Sarà una serata all’insegna del teatro civile quella in programma per venerdì 8 aprile, nell’ambito della rassegna triumplina “Proposta ’11” che, per l’occasione, propone alle ore 21, allo “Spazio Praticabile” di Ponte Zanano (ingresso 1 euro) lo spettacolo “Sul confine”, vincitore della quinta edizione del Premio Tuttoteatro.com intestato a Dante Cappelletti.

La rappresentazione, diretta e interpretata da Gabriele Di Luca, Massimiliano Setti e Alessandro Tedeschi della “Carrozzeria Orfeo” e “Centro RAT – Teatro dell’Acquario”, racconta le vicende di due uomini che si risvegliano in un luogo sconosciuto. Tra di loro non si conoscono, ma forse si erano già visti prima e qualcosa li unisce nel cammino fino a dove sono arrivati.

Le domande che nascono spontanee tra il pubblico saranno chi li ha portati lì?, come ci sono arrivati? e perché insieme? Si tratta di soldati che in quella terra di nessuno finiscono per cercare se stessi e il senso dell’esistere e a loro si unirà un terzo misterioso compagno che condivide lo stesso destino legato all’immagine di un fiume che scorre in mezzo al deserto e trascina con sé gli orrori della guerra, i segreti dell’esercito e la tragedia dell’uranio impoverito.

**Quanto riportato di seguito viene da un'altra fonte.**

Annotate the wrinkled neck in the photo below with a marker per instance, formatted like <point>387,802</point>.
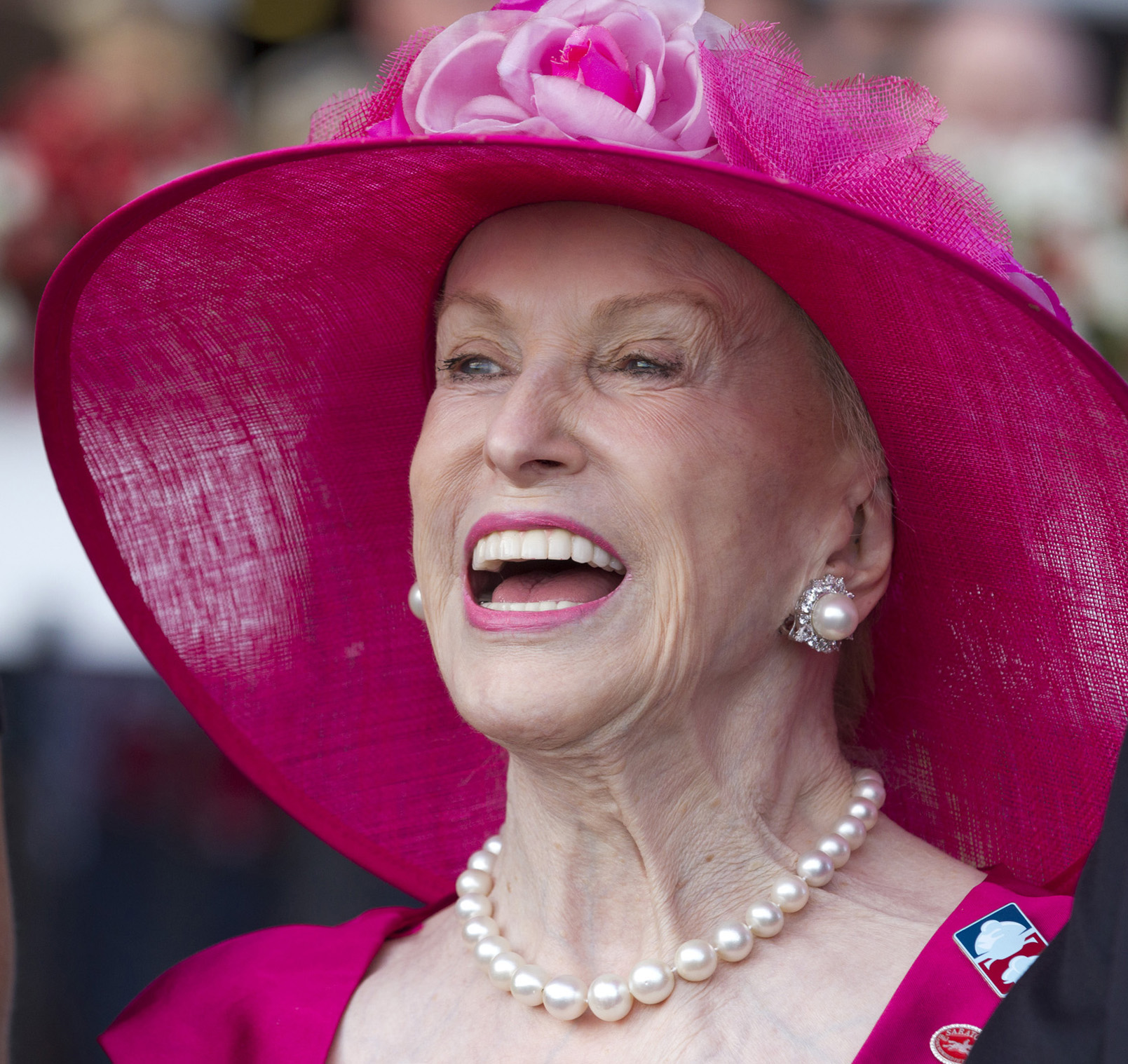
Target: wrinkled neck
<point>627,844</point>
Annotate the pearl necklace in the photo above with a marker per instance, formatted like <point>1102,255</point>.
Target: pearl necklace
<point>651,982</point>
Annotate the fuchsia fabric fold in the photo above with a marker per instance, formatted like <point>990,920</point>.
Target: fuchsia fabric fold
<point>277,997</point>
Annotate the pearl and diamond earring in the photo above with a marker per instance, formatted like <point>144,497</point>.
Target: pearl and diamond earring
<point>824,615</point>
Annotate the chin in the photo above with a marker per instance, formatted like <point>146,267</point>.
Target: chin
<point>509,702</point>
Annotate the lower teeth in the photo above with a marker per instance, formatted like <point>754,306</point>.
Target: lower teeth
<point>528,607</point>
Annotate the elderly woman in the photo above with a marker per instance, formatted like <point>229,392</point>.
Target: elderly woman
<point>648,286</point>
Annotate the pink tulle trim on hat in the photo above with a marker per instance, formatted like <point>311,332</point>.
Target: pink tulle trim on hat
<point>863,140</point>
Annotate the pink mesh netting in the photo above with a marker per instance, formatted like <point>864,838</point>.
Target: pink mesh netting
<point>231,375</point>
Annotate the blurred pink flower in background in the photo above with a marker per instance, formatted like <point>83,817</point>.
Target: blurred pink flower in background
<point>611,70</point>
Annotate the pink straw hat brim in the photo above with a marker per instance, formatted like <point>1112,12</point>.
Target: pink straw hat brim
<point>233,371</point>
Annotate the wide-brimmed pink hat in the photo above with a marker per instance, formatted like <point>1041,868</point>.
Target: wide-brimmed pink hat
<point>233,373</point>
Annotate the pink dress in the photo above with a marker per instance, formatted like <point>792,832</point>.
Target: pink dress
<point>277,997</point>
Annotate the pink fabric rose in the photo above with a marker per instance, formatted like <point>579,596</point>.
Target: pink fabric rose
<point>614,71</point>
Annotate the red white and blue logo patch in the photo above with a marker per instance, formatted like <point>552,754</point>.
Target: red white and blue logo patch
<point>1002,946</point>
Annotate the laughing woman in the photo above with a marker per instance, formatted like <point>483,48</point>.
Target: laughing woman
<point>744,461</point>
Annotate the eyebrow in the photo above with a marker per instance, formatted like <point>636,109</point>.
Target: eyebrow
<point>604,312</point>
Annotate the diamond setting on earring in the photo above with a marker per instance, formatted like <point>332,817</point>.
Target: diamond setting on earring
<point>799,627</point>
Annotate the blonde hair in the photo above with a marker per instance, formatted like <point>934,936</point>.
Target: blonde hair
<point>853,431</point>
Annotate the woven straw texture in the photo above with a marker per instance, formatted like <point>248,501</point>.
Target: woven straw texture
<point>233,375</point>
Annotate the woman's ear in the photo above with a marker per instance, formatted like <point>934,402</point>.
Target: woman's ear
<point>864,561</point>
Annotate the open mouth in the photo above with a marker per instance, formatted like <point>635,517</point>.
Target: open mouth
<point>541,569</point>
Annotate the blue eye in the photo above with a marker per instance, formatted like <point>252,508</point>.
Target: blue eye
<point>472,366</point>
<point>643,367</point>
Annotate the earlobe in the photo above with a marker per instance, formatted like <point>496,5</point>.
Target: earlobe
<point>871,551</point>
<point>864,561</point>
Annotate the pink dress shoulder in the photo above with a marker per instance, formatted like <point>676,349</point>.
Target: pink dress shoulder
<point>277,997</point>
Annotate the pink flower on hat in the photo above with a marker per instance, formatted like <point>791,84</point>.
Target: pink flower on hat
<point>609,70</point>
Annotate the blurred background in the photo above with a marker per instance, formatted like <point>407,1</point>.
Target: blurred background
<point>133,841</point>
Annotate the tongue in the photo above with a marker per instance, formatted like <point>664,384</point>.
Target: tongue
<point>576,585</point>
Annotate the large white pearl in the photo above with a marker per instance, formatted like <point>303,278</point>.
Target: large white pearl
<point>528,985</point>
<point>764,919</point>
<point>651,982</point>
<point>473,882</point>
<point>815,868</point>
<point>695,960</point>
<point>492,844</point>
<point>865,810</point>
<point>852,829</point>
<point>869,789</point>
<point>835,618</point>
<point>565,997</point>
<point>503,967</point>
<point>733,940</point>
<point>609,997</point>
<point>836,847</point>
<point>482,861</point>
<point>470,905</point>
<point>479,928</point>
<point>790,893</point>
<point>490,947</point>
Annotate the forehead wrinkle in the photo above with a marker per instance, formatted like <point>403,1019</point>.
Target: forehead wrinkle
<point>618,306</point>
<point>487,305</point>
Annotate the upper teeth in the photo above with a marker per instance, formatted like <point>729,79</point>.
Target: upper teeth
<point>544,544</point>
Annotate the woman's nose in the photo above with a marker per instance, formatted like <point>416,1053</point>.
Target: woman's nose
<point>531,439</point>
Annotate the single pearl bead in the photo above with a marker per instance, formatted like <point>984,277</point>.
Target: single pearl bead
<point>473,882</point>
<point>528,985</point>
<point>695,960</point>
<point>733,940</point>
<point>836,847</point>
<point>492,844</point>
<point>872,791</point>
<point>489,948</point>
<point>865,810</point>
<point>651,982</point>
<point>609,997</point>
<point>470,905</point>
<point>790,893</point>
<point>764,919</point>
<point>815,868</point>
<point>482,861</point>
<point>415,601</point>
<point>565,997</point>
<point>835,618</point>
<point>503,967</point>
<point>477,928</point>
<point>852,829</point>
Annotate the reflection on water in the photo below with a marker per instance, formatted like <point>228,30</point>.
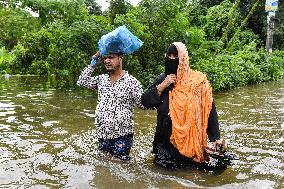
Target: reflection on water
<point>48,140</point>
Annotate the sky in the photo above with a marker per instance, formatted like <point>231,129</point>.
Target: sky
<point>105,3</point>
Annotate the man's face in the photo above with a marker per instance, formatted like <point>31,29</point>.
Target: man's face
<point>112,62</point>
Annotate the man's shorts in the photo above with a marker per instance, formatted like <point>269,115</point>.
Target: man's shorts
<point>118,147</point>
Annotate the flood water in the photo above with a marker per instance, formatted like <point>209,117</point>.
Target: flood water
<point>47,140</point>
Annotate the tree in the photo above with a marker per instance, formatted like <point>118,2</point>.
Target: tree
<point>93,7</point>
<point>14,24</point>
<point>117,7</point>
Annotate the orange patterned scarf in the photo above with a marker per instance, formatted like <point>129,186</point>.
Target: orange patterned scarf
<point>190,103</point>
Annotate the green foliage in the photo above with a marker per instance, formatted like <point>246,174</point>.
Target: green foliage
<point>14,24</point>
<point>60,42</point>
<point>217,20</point>
<point>244,67</point>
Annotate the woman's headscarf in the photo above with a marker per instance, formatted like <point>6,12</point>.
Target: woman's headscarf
<point>190,103</point>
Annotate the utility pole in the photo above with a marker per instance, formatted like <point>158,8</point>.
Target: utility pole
<point>270,7</point>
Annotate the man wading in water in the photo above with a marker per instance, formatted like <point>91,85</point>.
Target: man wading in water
<point>118,93</point>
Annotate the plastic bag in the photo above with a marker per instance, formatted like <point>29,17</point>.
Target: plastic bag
<point>120,40</point>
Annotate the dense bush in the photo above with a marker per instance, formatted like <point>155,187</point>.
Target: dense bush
<point>69,33</point>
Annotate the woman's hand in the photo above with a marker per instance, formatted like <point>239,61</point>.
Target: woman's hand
<point>170,79</point>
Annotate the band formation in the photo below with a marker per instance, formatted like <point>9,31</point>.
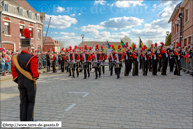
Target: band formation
<point>25,66</point>
<point>153,60</point>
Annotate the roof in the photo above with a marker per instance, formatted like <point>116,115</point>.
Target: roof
<point>94,43</point>
<point>22,3</point>
<point>51,41</point>
<point>175,12</point>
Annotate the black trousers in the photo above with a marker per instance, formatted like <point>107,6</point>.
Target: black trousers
<point>48,65</point>
<point>164,64</point>
<point>86,70</point>
<point>154,67</point>
<point>145,67</point>
<point>62,65</point>
<point>97,70</point>
<point>126,67</point>
<point>171,62</point>
<point>177,69</point>
<point>54,66</point>
<point>27,90</point>
<point>118,71</point>
<point>73,70</point>
<point>160,64</point>
<point>141,62</point>
<point>135,67</point>
<point>150,64</point>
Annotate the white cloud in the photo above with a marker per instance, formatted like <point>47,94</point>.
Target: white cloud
<point>101,2</point>
<point>66,33</point>
<point>92,29</point>
<point>122,23</point>
<point>60,21</point>
<point>72,15</point>
<point>126,4</point>
<point>54,32</point>
<point>60,9</point>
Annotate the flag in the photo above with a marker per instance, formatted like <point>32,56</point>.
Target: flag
<point>122,43</point>
<point>140,43</point>
<point>108,45</point>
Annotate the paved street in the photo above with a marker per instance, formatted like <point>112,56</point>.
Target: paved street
<point>130,102</point>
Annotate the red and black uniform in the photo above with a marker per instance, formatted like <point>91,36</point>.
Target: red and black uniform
<point>164,61</point>
<point>111,62</point>
<point>48,62</point>
<point>145,63</point>
<point>104,57</point>
<point>98,58</point>
<point>177,62</point>
<point>154,62</point>
<point>135,64</point>
<point>118,58</point>
<point>27,87</point>
<point>54,63</point>
<point>86,58</point>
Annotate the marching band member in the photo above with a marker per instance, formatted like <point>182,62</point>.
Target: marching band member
<point>119,57</point>
<point>177,54</point>
<point>97,58</point>
<point>111,60</point>
<point>163,53</point>
<point>171,59</point>
<point>146,58</point>
<point>54,61</point>
<point>69,60</point>
<point>154,61</point>
<point>48,60</point>
<point>86,59</point>
<point>135,61</point>
<point>62,58</point>
<point>104,57</point>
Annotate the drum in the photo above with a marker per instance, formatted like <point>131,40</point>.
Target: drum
<point>118,65</point>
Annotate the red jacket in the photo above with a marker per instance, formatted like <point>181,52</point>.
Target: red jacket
<point>33,67</point>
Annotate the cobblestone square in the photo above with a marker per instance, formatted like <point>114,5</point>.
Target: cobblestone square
<point>128,102</point>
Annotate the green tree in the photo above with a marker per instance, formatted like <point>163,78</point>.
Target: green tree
<point>168,41</point>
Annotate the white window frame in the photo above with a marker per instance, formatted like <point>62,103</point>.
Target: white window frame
<point>19,11</point>
<point>7,7</point>
<point>39,38</point>
<point>188,15</point>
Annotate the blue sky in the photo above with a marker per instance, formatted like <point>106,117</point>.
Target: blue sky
<point>101,20</point>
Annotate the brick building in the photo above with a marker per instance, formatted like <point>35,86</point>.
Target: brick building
<point>182,23</point>
<point>52,44</point>
<point>16,16</point>
<point>100,43</point>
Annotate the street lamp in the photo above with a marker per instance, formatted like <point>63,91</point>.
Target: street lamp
<point>82,39</point>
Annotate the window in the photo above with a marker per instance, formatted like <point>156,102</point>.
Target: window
<point>7,27</point>
<point>6,7</point>
<point>187,15</point>
<point>31,30</point>
<point>21,12</point>
<point>21,31</point>
<point>38,17</point>
<point>39,34</point>
<point>30,15</point>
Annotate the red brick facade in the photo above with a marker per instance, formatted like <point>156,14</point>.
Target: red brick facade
<point>11,41</point>
<point>182,31</point>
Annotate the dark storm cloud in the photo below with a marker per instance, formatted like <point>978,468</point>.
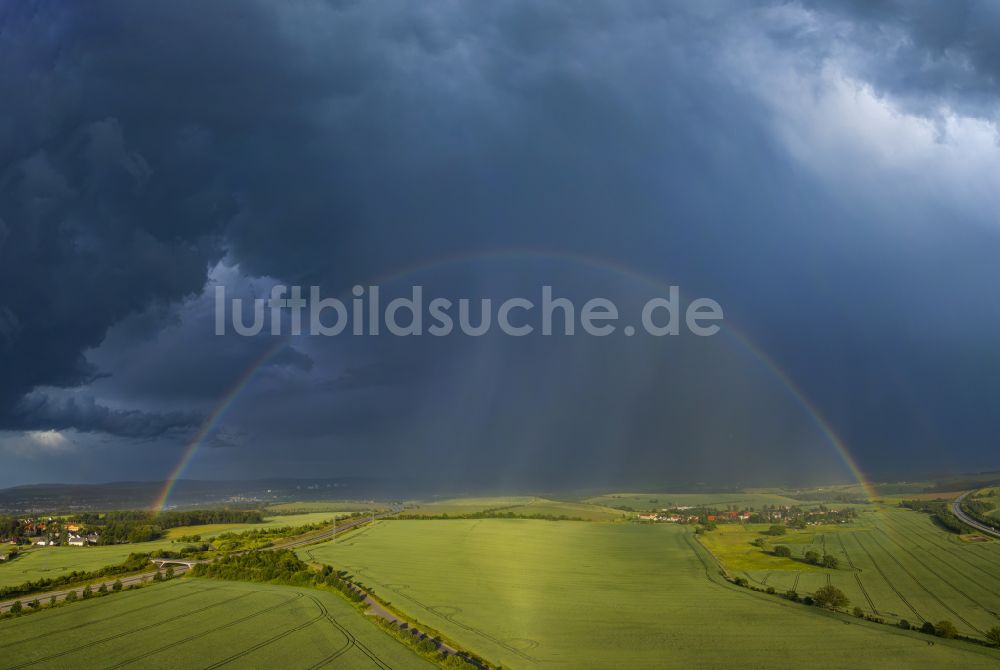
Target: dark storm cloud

Il presente è basato solo sui ricordi che diventano il momento più concreto per ricostruire un passato perduto. Sono sul confine, infatti, un luogo di scelta e passaggio che separa vita e morte, verità e menzogna, ricordi da espiare, sofferenza e lampi di confidenza umana. Nello spettacolo tutto assume una valenza simbolica, quasi allegorica, dove l’esercito, il soldato, la guerra, la malattia e la morte perdono la loro relatività e riferimenti storico-sociali per diventare metafora dell’assoluto.

Lo spettacolo assume le sembianze soprattutto di un non-luogo, uno spazio indecifrabile, senza punti geografici (forse i Balcani) e temporali conosciuti. Lo scandalo dell’uranio impoverito si inserisce in tutto questo aprendo uno scenario essenziale in cui dialoghi e immagini vogliono restituire dignità alle vittime dimenticate e silenziose, quegli eroi che hanno partecipato ad operazioni di guerra definite pacifiche.